MILLER: I think people need nature. It's not going to be worth the effort to live in a city if I can't have something green around me, if I can't go out and hear birds, if I can't have some piece of nature available to me its not going to be a very interesting life.
McPHERSON: All of humankind has its roots tied directly to the land and that's an inescapable truth. And I think the further we get removed from it, the more disconnected we are, the less functional we are, we become more dysfunctional. And that's really the final analysis, when you're thinking of an ecosystem, you're really a community. All of this stuff, this nature, is an extension of our community. We're really not that different not far removed from the land. We just have to remind ourselves of that.
SKIERA: Urban forestry is in a key position to do great things for the future. We have the science. We have the people now that have the degrees in urban forestry.

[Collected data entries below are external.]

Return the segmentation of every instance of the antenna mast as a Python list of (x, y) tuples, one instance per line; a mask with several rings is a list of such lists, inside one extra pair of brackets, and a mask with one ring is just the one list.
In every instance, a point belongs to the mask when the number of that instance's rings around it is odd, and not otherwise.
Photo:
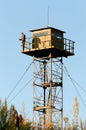
[(50, 7), (48, 6), (47, 26), (49, 27)]

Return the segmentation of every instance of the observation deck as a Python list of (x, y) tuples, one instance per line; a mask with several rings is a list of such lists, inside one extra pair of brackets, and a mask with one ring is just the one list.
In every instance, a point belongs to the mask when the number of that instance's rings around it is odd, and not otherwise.
[[(22, 53), (36, 58), (68, 57), (74, 55), (74, 41), (64, 38), (64, 32), (52, 27), (31, 30), (32, 37), (26, 39)], [(23, 47), (22, 47), (23, 48)]]

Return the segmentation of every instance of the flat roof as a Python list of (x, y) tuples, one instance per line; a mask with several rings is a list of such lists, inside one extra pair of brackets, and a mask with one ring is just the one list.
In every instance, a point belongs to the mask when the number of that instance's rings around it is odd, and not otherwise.
[(30, 30), (30, 32), (39, 31), (39, 30), (45, 30), (45, 29), (52, 29), (52, 30), (55, 30), (55, 31), (59, 31), (61, 33), (65, 33), (64, 31), (56, 29), (56, 28), (53, 28), (53, 27), (44, 27), (44, 28), (34, 29), (34, 30)]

There's still a long way to go. All we have to do is want to do it.
America, said Olmstead, was the one country where democracy made trees and parklands available to everyone. Here, nature was not merely the soil, it was the fountain of energy that flowed through and gave diversity to American life -- and as we are now discovering, protected the very biological processes on which we depend.
Today the fate of the forest falls increasingly to cities where the great vast majority of Americans live.